Roberto De Simone, maestro all’operaRoberto De Simone, fotografato nella sua casa, 2015 (foto Salvatore Laporta/KONTROLAB/LightRocket via Getty Images)

90 anni Vita ricerca e composizioni di un genio della musica

Pubblicato circa un anno faEdizione del 26 agosto 2023

«Quando cominciai a pensare alla Gatta Cenerentola pensai spontaneamente ad un melodramma: un melodramma nuovo e antico nello stesso tempo come nuove e antiche sono le favole nel momento in cui si raccontano. Un melodramma come favola dove si canta per parlare e si parla per cantare o come favola di un melodramma dove tutti capiscono anche ciò che non si capisce solo a parole. E allora quali parole da rivestire di suoni o suoni da rivestire di parole magari senza parole? Quelle di un modo di parlare diverso da quello usato per vendere carne in scatola e perciò quelle di un mondo diverso…». È un breve frammento tratto dalla presentazione dell’opera La gatta Cenerentola del maestro Roberto De Simone (Napoli, 25 agosto 1933) che debutta al Teatro Nuovo il 7 luglio 1976 nell’ambito del Festival dei due Mondi di Spoleto. Un successo immediato. La gatta Cenerentola commistiona linguaggi desunti dalla tradizione orale, dal letterato Giambattista Basile, dalla musica settecentesca napoletana e dai significanti dell’interiorità fantastica e magico-rituale del Meridione. Del resto, l’essenza dell’opera è la religiosità popolare. Le figure/sentimenti divengono simboli in cui si concentrano aspirazioni e paure che nell’immaginario collettivo s’identificano col malessere dei napoletani.

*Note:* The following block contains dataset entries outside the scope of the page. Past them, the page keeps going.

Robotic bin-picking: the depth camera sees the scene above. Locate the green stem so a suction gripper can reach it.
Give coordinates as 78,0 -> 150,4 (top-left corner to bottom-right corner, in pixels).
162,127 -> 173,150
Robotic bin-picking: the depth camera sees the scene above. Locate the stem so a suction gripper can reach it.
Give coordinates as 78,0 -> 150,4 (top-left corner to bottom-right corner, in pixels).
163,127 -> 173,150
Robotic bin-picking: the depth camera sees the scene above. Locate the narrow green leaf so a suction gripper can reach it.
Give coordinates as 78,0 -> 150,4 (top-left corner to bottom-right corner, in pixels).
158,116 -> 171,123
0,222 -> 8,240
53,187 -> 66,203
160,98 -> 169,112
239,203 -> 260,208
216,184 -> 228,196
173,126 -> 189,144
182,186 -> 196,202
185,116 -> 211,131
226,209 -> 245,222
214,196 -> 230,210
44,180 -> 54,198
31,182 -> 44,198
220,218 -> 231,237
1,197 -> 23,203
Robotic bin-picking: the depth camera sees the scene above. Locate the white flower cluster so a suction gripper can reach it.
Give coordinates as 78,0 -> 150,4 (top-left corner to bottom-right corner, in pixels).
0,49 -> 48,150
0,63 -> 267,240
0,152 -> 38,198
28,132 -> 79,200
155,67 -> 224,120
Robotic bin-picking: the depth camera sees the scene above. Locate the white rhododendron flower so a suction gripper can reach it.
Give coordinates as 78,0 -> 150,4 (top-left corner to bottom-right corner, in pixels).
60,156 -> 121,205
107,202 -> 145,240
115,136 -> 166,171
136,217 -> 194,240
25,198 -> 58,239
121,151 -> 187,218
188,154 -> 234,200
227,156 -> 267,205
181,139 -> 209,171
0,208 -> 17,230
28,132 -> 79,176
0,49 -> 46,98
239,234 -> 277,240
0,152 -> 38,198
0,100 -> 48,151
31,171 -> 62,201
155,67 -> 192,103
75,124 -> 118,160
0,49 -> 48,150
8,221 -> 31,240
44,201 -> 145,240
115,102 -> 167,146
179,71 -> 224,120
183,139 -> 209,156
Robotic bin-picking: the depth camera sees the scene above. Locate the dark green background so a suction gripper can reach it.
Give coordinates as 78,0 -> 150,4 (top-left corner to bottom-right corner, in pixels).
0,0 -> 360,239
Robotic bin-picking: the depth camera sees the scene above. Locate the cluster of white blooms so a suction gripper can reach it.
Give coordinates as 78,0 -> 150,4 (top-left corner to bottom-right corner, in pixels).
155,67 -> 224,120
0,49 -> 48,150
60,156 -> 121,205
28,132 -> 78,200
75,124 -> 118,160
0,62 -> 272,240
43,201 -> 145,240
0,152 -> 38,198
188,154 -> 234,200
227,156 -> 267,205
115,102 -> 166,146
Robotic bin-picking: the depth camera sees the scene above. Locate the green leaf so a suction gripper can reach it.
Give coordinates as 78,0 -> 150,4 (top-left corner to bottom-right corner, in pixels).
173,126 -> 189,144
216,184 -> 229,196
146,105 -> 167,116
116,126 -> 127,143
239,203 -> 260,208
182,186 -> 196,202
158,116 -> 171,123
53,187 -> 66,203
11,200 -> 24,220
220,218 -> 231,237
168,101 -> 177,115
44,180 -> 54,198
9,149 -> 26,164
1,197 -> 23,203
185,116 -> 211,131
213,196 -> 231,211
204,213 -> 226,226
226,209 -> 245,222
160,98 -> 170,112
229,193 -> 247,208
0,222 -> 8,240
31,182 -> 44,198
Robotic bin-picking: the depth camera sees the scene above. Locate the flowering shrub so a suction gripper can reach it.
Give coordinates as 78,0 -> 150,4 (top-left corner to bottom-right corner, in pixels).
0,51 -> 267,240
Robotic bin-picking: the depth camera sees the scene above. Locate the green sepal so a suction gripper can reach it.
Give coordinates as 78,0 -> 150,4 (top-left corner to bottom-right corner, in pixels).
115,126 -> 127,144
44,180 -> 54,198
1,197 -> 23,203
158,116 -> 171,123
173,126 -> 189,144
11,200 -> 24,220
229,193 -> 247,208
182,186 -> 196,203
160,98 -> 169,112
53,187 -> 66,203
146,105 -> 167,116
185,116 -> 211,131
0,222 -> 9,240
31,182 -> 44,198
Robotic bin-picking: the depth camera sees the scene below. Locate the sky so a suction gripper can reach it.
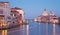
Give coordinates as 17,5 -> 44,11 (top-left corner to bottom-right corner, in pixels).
0,0 -> 60,19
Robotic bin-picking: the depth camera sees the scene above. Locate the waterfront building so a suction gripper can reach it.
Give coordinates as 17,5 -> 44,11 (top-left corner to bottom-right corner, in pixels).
0,2 -> 10,21
38,9 -> 59,23
11,7 -> 24,23
42,9 -> 48,16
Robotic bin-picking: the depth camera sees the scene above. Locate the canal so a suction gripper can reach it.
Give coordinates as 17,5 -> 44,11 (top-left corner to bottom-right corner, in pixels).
0,22 -> 60,35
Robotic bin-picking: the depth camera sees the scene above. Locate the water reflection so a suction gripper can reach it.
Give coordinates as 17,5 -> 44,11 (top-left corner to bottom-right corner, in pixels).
0,23 -> 60,35
26,25 -> 29,35
53,24 -> 56,35
46,23 -> 48,35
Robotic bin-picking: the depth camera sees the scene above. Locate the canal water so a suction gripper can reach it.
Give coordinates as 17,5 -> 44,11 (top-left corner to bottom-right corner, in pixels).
0,22 -> 60,35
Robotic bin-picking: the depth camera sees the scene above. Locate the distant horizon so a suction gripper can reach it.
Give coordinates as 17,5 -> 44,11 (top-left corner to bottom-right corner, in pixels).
0,0 -> 60,18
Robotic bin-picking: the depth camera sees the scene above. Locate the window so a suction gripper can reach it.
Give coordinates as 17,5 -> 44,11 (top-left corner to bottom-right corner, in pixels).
0,9 -> 3,14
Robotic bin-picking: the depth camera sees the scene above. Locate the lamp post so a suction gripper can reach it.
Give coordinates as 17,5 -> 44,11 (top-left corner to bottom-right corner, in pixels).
1,22 -> 7,35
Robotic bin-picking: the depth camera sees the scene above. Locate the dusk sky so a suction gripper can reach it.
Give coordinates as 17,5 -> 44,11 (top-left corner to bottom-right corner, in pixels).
0,0 -> 60,19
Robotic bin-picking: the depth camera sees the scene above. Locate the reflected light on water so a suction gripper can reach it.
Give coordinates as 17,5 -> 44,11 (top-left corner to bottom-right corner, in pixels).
46,23 -> 48,35
53,24 -> 56,35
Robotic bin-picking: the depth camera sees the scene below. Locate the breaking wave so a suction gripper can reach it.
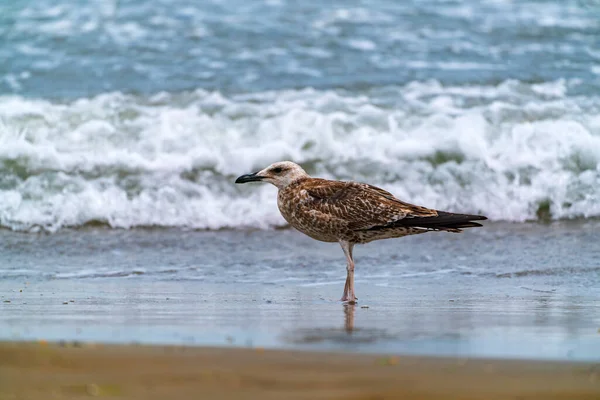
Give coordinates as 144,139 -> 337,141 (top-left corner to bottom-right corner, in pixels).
0,80 -> 600,231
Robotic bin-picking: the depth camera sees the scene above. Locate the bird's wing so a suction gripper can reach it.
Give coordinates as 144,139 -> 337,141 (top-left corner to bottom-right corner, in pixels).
299,179 -> 437,230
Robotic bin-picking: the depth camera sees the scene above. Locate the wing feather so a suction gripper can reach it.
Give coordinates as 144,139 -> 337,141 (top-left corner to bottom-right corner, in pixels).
299,179 -> 437,231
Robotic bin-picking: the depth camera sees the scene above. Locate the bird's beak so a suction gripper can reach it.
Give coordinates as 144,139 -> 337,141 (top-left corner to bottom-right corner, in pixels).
235,172 -> 265,183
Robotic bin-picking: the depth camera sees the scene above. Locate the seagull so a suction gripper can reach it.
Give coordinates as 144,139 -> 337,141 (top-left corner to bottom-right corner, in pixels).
235,161 -> 487,304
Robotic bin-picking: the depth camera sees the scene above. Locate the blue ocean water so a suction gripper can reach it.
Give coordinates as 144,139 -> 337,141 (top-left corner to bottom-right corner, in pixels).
0,0 -> 600,231
0,0 -> 600,99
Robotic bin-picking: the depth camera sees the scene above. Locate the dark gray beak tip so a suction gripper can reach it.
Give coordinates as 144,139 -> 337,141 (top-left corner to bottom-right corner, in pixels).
235,172 -> 264,183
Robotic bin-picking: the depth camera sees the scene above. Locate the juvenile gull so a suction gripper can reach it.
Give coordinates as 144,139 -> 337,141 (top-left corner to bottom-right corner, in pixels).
235,161 -> 487,304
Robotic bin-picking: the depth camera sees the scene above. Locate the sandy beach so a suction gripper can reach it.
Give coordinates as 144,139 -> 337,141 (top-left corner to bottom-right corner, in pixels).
0,342 -> 600,400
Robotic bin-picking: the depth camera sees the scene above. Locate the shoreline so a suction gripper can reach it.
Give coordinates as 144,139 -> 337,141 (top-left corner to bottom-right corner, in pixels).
0,341 -> 600,400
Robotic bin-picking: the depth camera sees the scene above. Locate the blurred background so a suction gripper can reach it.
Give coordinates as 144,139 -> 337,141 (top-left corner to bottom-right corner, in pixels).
0,0 -> 600,231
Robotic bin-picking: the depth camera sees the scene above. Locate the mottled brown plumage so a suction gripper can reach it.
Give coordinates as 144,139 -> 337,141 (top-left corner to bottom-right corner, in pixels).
236,161 -> 487,303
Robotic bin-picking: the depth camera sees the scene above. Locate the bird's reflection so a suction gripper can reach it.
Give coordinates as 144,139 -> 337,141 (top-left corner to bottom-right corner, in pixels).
344,304 -> 356,335
284,304 -> 393,346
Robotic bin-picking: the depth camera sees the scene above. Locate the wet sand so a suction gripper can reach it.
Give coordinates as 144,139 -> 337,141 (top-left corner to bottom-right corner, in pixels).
0,342 -> 600,400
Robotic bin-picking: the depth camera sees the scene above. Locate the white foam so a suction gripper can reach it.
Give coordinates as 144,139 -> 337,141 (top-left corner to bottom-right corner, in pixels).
0,81 -> 600,231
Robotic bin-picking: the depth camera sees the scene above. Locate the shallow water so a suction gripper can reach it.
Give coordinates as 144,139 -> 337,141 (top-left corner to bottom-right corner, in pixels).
0,221 -> 600,360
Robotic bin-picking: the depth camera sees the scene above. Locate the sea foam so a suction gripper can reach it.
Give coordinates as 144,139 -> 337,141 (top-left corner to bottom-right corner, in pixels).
0,80 -> 600,231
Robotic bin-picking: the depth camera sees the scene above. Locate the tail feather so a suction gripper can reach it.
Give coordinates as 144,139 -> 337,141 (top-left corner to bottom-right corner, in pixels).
370,211 -> 487,232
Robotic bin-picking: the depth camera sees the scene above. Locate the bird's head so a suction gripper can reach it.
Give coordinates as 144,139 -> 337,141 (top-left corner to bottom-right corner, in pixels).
235,161 -> 308,189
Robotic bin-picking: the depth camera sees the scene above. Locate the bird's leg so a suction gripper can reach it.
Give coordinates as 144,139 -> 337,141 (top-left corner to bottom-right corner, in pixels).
340,240 -> 357,304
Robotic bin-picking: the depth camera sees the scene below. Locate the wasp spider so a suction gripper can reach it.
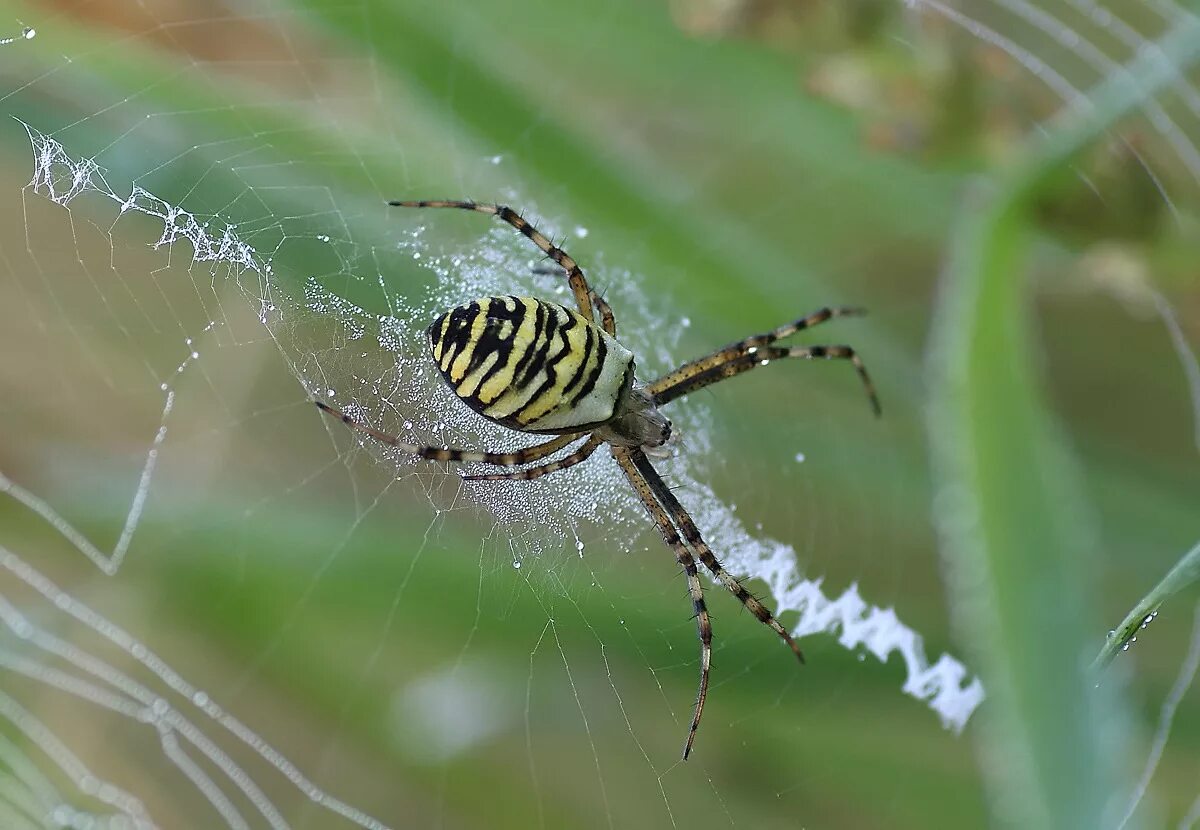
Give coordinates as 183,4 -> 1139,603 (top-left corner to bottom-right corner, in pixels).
317,202 -> 880,759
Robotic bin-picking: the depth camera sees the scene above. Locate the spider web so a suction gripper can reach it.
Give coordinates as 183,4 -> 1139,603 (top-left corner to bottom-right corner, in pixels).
0,0 -> 1200,828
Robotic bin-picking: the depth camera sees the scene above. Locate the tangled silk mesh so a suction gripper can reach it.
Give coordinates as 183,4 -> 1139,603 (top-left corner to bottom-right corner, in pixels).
0,126 -> 984,826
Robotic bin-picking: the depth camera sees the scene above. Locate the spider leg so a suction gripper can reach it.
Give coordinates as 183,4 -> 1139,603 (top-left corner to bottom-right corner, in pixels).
612,447 -> 713,760
647,307 -> 881,415
634,443 -> 804,663
462,435 -> 604,481
592,291 -> 617,337
313,401 -> 583,467
649,345 -> 883,415
388,199 -> 595,323
533,265 -> 617,337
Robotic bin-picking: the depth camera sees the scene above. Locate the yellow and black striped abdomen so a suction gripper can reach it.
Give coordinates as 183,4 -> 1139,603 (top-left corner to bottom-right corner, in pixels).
430,296 -> 634,433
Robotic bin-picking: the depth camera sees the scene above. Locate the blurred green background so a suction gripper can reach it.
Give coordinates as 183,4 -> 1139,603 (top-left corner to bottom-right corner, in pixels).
0,0 -> 1200,828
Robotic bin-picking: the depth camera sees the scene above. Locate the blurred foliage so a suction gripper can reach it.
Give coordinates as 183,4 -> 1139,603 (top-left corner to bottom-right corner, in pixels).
0,0 -> 1200,828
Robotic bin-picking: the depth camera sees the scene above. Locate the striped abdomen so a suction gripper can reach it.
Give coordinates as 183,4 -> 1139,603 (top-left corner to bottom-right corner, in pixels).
430,296 -> 634,433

De Simone inventa un tessuto musicale e teatrale originale e prezioso, un melodramma moderno dove si ritrovano villanelle, madrigali, tarantelle, cori, arie di tradizione orale, brani ispirati al Cinquecento e al Seicento. Un melodramma, una favola in musica che si avvale di una scrittura antieduardiana, una peculiarità che caratterizzerà tutte le sue opere. Un capolavoro assoluto del Novecento. Eppure, in un contesto così importante Napoli e le istituzioni, ieri come oggi, sono totalmente assenti, tant’è vero che i fondi per realizzare l’opera arrivano dalla regione Emilia Romagna. Figura sibillina e composita del teatro del secondo Novecento si rivela De Simone che, col modo d’intendere il teatro, recide fermamente e fortemente le convenzioni piccolo borghesi del teatro eduardiano.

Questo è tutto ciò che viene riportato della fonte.